心中的惴惴不安感越加強烈,但夏暉也心知此事需從長計議。
于是,他湊近了喬悅瑜,低語了一聲。
一愣之后,喬悅瑜點了點頭,隨后再端起了酒碗,意欲找人痛飲,卻又忽然一個顛動沒有站穩,重新坐倒在椅子上,手中酒碗脫手墜在桌上。
咚。
突如其來的聲響將周圍不少人目光吸引過來,卻見臉色微微脹紅的女子揮手道“我,我沒事,接著喝。”
說罷,她立刻再去端碗。
“夠了夠了,你今晚不能再喝了。”
夏暉一把按住喬悅瑜的手腕,搖了搖頭。
而后,他略帶歉意地看向其余數人,聳肩道“看來她是喝多了。對了,她房間被安置在哪里,我先送她回去,等一下再回來。”
“這個我們安排人去送就好,怎么能叫貴客親自送呢”
聞言,一名村民急忙搖手,卻是遭到了夏暉的否定。
“不行,還是我來吧。醉酒了的人身子最沉,她實力還不弱,而且一向酒品不好,萬一路上出了什么差錯,傷到了人,可就不好辦了。”
“那好,蝶兒,你去帶路。”
很快,一個扎著羊角辮的小女孩不甘不愿地走來,目光還在不斷偷瞄桌上的食物,當顯然是顧忌大人,不敢伸手去拿。

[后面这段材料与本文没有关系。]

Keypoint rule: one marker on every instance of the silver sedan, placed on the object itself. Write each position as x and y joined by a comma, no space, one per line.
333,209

見狀,夏暉抓了一塊帶骨大肉放在小女孩手中,笑道“小妹妹,帶我們去地方,好嗎”
“嗯,好的。”
頓時,被稱為蝶兒的小女孩雙眼微瞇,面露喜色,雙手捧起肉骨頭,邊啃邊走。
而在她身后,攙扶著喬悅瑜的夏暉緩步走著,同時也在留意周圍,立刻察覺到了有人還在凝視自己,心中暗暗一笑后,加快了腳步。

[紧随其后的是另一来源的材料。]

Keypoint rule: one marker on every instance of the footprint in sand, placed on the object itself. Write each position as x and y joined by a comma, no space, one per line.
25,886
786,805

片刻后,到達了房間門口,夏暉拍了拍蝶兒的腦袋,吩咐她等在外面后,就帶著喬悅瑜進了屋。
一進屋子,喬悅瑜一改剛才的醉態模樣,眼中盡是清醒,卻又帶著一抹淡淡慍色。
“夏大哥,你剛才說我一向酒品不好,是什么意思”
“這不是找個借口嗎若是惹你不高興了,可以打我幾下出氣。”
夏暉攤了攤手,很是無奈。
聞言,喬悅瑜搖頭一笑,俏皮地吐了吐舌頭“開玩笑呢,怎么可能生你的氣。突然跟我說開始計劃,你是有新的打算了”
“是的。他們的那個祠堂很是古怪,我決定去探一探。”
“哦就是說,夏大哥還是好奇了”
夏暉如實答道“只能算一部分吧,因為那份古怪之下沒準隱藏著什么不可告人的陰暗秘密,而你又執意時不時在這邊待上許久。所以在我離開前,必須解決那個可能的隱患。”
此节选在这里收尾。